Diminutive of Lillian or Elizabeth; sometimes linked to the lily flower.
Lilla wears at least two distinct identities depending on where it is encountered. In Hungary, it is a name of considerable literary prestige: the poet Mihály Csokonai Vitéz, one of the great voices of Hungarian Enlightenment literature, immortalized the name in his celebrated collection 'Lilla Dalok' ('Lilla Songs'), written for his beloved Júlia Vajda, whom he called Lilla. The poems, tender and tragic — his love was ultimately unrequited, constrained by social circumstance — gave the name an enduring association with lyric beauty and romantic longing in the Hungarian cultural imagination.
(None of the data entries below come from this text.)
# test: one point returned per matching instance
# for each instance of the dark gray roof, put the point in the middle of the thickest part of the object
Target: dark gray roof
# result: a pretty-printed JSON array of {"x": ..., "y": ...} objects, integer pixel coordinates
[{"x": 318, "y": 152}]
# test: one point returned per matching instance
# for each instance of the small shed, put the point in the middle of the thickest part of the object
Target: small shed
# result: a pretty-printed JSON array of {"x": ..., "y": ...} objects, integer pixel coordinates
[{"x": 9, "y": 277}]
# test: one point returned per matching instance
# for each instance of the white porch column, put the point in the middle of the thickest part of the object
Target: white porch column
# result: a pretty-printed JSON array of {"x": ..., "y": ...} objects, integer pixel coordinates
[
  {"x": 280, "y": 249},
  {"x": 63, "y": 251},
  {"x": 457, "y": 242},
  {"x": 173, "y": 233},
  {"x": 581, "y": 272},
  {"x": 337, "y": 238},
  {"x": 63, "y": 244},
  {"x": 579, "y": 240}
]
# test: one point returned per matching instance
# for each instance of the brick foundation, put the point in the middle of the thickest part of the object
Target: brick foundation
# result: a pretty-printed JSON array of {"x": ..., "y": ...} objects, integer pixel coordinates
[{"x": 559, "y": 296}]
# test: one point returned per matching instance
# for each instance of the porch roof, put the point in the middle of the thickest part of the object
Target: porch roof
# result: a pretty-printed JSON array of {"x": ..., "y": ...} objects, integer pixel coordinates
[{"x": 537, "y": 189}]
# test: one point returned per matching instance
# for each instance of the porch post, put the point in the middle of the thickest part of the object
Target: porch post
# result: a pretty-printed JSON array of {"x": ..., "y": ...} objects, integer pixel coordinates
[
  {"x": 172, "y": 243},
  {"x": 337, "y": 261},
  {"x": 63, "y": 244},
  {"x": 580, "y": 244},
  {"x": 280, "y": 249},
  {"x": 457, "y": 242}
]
In Scandinavian contexts, Lilla functions differently: it is a word meaning 'little one' or 'small,' used as an endearment and occasionally as a formal name. In Swedish and Norwegian, calling someone 'lilla' is an intimate diminutive, the kind of word murmured in the dark to someone small and beloved. As a given name it carries this warmth intact — a name that sounds like a nickname even when it is the real thing.
It is also found as a diminutive of Lillian or Elizabeth in English-speaking traditions. Across all its traditions, Lilla is a name of compression and affection: short, soft-sounding, feminine without being decorative. Its double life — literary heroine in Central Europe, tender endearment in the North — gives it a richness that its two syllables barely suggest.